Ignacio licked his lips greedily in consideration. “Perhaps—”
“Like hell!” Rafe shouted, and Helen jumped, seeming to come out of her trance. “She’s my wife, and no one’s touching her.”
“I’ll sell the puta if I want to,” Ignacio asserted, tossing aside the blanket, exposing his gun pressed to Helen’s heart.
Rafe’s blood turned cold at the peril. Ignacio might pull the trigger on a whim. Rafe bit his tongue to force back more angry words. Calm down. Take it easy. Wait for the moment. The opening. Don’t panic.

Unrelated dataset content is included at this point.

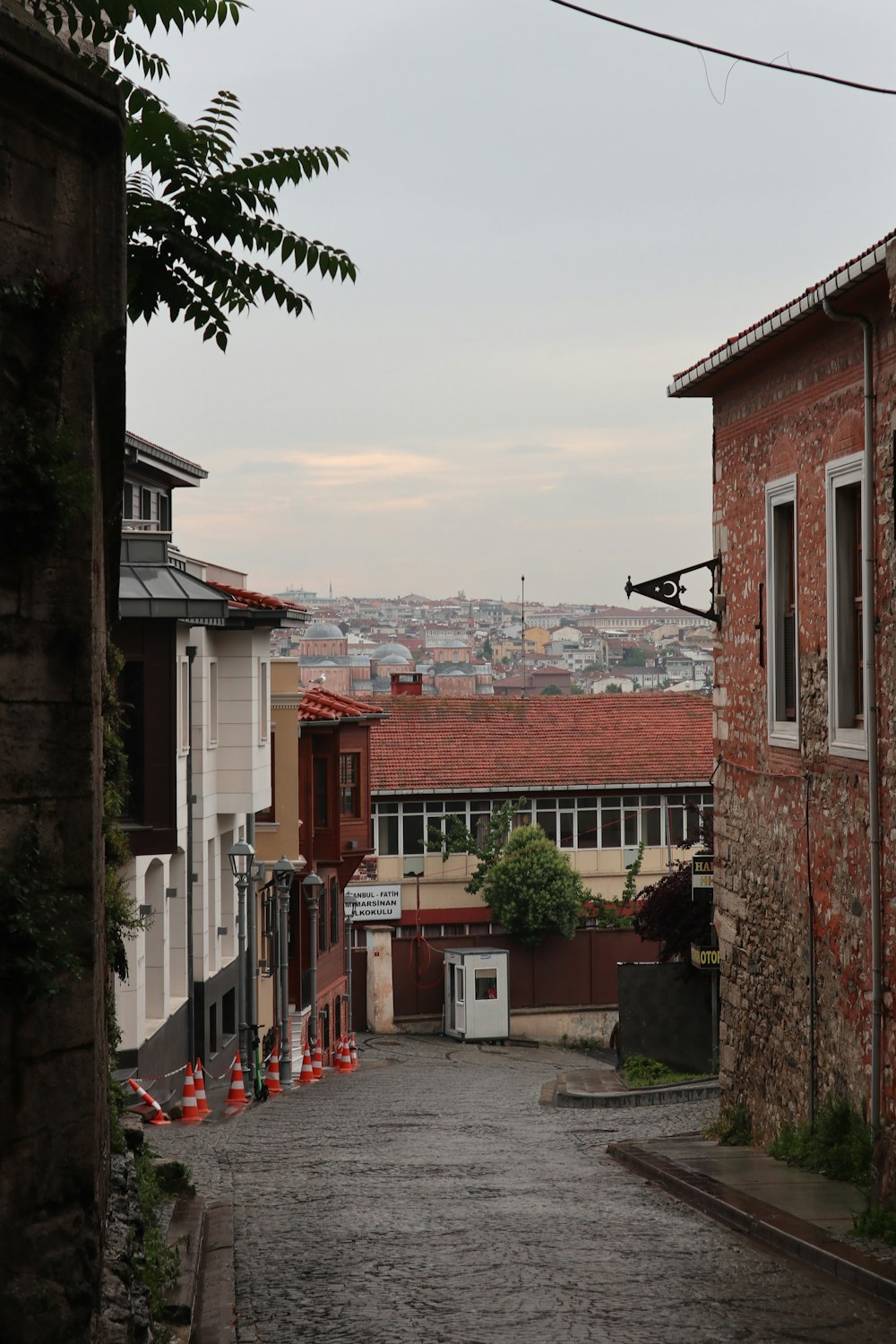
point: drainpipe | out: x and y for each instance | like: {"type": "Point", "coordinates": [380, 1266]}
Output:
{"type": "Point", "coordinates": [191, 994]}
{"type": "Point", "coordinates": [871, 702]}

“His wife?” the miners asked. “Who is he?”
“El Ángel Bandido,” Pablo said.
“Ooooh,” a number of the men said, and backed away.
“I’m not the Angel Bandit.”
“Who said anything about selling me?” Helen wanted to know, suddenly alert. Fearlessly, she pushed Ignacio’s pistol aside with her bound hands and twisted in the saddle to look back at the bandit. “Did you dare to tell these men that I’m for sale?”
When he just glared at her, she jabbed him in the stomach with an elbow. “You male chauvinist pig! When I get loose, I’m going to pull out your tongue and karate chop it off so you’ll never be able to lie again.”